The next step is to create health probes and load balancing rules for every port corresponding to each type of connection.
When creating the health probes, there are several properties that have to be set:
* name - used to identify the probe when associating it with a rule (e.g. p2p, rpc, web).
* protocol - determines what kind of packets are used to assess the health of the VMs behind the balancer. Use
TCP for the P2P and RPC probes, HTTP for the web traffic probes.
* port - the port being checked.
* path - in case of the HTTP protocol, it has to be set to "/". Leave empty for the TCP probes.
* interval - the amount of time in seconds between probe attempts.
* unhealthy threshold - the number of failed probes before a VM is considered unhealthy.

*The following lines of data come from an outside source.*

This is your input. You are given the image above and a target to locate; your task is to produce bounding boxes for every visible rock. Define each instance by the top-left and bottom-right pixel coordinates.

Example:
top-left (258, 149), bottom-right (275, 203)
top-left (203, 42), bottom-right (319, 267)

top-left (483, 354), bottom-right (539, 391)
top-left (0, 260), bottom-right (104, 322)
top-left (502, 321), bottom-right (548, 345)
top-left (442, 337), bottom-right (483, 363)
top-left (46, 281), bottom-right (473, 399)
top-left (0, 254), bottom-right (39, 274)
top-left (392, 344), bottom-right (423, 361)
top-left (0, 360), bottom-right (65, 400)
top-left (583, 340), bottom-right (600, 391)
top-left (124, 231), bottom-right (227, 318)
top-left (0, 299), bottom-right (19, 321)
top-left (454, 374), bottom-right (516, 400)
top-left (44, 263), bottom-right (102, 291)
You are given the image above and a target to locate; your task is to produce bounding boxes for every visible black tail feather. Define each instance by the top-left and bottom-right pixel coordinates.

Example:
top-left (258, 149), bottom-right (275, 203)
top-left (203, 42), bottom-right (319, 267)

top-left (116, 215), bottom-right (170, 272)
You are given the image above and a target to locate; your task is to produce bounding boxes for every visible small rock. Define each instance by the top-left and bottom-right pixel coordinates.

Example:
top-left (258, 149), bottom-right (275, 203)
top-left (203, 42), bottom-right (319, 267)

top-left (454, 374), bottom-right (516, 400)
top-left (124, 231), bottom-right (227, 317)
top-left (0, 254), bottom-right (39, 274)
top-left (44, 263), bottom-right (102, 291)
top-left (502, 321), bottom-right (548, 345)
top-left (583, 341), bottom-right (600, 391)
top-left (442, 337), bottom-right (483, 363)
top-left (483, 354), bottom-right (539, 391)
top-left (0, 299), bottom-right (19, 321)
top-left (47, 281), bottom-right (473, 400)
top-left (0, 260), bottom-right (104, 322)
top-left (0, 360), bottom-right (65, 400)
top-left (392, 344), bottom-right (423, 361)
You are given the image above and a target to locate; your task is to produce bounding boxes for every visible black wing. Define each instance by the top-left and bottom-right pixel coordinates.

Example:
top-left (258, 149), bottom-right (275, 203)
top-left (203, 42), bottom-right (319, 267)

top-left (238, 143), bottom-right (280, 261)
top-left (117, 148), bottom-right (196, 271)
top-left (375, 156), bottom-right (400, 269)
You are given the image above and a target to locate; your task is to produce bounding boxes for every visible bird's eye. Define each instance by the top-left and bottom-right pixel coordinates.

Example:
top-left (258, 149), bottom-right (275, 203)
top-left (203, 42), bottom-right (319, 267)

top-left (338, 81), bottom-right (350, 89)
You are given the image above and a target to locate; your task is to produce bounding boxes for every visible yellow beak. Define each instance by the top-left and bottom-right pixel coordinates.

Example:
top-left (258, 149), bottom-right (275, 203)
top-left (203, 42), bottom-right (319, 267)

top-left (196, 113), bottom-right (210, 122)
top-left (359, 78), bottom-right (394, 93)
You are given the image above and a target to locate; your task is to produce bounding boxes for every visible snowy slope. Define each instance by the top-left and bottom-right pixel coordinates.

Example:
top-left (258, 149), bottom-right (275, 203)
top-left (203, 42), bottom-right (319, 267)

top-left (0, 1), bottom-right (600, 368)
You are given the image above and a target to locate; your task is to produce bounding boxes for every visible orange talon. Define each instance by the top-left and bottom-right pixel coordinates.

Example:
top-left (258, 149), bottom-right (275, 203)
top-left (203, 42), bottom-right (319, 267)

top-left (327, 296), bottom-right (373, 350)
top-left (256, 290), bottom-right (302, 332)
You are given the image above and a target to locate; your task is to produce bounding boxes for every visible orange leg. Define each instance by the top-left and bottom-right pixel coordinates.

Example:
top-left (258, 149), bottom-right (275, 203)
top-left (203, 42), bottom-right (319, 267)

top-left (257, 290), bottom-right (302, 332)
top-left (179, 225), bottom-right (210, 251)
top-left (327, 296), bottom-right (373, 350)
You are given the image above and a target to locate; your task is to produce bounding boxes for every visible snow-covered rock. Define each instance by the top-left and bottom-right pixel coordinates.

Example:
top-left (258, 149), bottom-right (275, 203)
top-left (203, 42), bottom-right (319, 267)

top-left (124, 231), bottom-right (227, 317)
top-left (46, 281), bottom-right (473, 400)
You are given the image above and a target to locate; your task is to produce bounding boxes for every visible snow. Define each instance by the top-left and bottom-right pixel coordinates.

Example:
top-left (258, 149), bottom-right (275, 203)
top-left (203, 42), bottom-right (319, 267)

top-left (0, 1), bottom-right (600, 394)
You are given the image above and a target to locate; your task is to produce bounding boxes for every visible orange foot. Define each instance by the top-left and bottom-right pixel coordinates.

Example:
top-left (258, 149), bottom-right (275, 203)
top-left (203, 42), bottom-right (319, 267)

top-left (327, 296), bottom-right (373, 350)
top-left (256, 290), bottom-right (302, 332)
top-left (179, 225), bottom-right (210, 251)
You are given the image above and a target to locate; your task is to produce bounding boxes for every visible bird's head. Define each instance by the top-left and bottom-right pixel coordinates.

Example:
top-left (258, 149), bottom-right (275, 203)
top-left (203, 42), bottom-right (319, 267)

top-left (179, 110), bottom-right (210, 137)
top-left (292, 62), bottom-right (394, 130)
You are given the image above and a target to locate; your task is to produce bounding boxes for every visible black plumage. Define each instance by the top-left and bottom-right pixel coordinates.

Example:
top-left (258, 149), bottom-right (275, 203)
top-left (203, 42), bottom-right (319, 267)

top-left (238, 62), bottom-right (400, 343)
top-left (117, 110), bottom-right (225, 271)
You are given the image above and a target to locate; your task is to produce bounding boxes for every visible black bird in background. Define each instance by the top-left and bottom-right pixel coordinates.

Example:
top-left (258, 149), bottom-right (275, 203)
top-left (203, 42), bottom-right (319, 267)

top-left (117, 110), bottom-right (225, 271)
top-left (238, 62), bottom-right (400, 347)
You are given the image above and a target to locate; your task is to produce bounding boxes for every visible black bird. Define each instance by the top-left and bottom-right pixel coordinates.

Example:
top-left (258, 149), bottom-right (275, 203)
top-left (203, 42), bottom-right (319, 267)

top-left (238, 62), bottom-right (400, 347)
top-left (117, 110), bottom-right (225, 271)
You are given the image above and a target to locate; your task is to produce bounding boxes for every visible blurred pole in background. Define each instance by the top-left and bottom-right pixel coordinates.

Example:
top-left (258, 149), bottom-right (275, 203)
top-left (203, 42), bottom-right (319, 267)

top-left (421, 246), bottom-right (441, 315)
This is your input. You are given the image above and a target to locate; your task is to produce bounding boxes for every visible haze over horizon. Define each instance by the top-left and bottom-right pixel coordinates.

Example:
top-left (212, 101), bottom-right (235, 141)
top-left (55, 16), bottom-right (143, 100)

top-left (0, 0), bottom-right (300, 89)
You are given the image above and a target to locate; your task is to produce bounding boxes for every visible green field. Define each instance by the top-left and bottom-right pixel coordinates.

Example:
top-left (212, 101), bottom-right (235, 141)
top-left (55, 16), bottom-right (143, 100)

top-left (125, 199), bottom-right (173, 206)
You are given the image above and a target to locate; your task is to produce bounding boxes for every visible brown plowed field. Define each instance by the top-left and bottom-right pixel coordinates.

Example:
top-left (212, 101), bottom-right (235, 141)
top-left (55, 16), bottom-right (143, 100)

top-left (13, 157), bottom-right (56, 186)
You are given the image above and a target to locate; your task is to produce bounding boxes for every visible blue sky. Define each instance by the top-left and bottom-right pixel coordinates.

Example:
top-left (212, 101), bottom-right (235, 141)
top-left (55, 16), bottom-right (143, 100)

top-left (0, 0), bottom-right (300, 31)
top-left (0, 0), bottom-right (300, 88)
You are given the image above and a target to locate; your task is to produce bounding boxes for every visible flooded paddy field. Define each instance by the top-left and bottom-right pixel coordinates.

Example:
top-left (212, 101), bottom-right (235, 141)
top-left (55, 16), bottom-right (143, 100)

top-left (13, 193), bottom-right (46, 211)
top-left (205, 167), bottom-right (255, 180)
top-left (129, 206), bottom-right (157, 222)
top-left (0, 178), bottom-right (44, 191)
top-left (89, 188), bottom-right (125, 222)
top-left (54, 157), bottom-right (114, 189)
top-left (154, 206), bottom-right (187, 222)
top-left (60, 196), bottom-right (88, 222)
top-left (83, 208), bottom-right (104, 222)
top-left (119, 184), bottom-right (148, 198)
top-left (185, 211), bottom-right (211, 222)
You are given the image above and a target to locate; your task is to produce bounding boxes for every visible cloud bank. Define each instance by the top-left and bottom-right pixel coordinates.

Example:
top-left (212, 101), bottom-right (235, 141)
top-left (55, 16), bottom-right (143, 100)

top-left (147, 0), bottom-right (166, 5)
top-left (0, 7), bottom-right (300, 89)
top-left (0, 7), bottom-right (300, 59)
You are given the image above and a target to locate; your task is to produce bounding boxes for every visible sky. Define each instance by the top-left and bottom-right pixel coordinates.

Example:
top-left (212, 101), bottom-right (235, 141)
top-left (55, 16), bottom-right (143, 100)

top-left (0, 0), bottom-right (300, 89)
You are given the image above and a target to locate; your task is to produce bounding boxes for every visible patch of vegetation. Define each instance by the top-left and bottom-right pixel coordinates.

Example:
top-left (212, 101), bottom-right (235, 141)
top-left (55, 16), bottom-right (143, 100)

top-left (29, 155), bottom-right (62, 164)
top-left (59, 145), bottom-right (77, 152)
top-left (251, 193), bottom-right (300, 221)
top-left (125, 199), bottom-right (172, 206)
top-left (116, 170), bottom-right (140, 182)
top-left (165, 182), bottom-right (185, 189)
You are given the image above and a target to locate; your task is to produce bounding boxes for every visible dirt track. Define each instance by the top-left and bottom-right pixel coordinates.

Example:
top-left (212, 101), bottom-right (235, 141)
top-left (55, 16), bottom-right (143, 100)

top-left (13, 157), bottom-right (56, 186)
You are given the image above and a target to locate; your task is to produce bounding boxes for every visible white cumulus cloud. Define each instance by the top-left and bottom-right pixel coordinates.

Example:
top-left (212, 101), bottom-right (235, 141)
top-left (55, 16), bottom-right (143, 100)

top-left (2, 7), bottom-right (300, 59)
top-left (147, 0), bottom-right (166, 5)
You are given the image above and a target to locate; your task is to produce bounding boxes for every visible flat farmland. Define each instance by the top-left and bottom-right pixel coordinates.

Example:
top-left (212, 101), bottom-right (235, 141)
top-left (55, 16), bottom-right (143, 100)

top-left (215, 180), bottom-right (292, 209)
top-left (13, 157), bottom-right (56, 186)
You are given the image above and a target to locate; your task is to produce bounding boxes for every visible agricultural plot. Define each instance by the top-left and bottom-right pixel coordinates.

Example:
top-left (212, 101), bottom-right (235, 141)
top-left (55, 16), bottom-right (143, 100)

No suggested values. Default
seems reasonable.
A possible configuration for a hot-cold environment would be:
===== ======== ====== ===== ==========
Name Protocol Port Path Used by
----- -------- ------ ----- ----------
p2p TCP 10002 ha-lbr-p2p
rpc TCP 10003 ha-lbr-rpc
web HTTP 10004 / ha-lbr-web
===== ======== ====== ===== ==========
The following properties have to be set when creating a load balancing rule:
* name - simple identifier.
* ip version - depending on how the resources have been created and configured, it can be IPv4 or IPv6.
* frontend ip address - the address used by peers and clients to communicate with the Corda instances.
* protocol - needs to be set to TCP for every rule.
* port - used by peers and clients to communicate with the Corda instances.
* backend port - target port for traffic redirection. Set to the same value as the previous port.
* backend pool - an Azure specific resource that represents the address pool of the VMs hosting the Corda instances.
* health probe - the probe name used to determine the target VM for incoming traffic.
* session persistence - mode in which requests are handled. Set to **None** to specify that successive
request from the same client can be received by any VM for the duration of the session.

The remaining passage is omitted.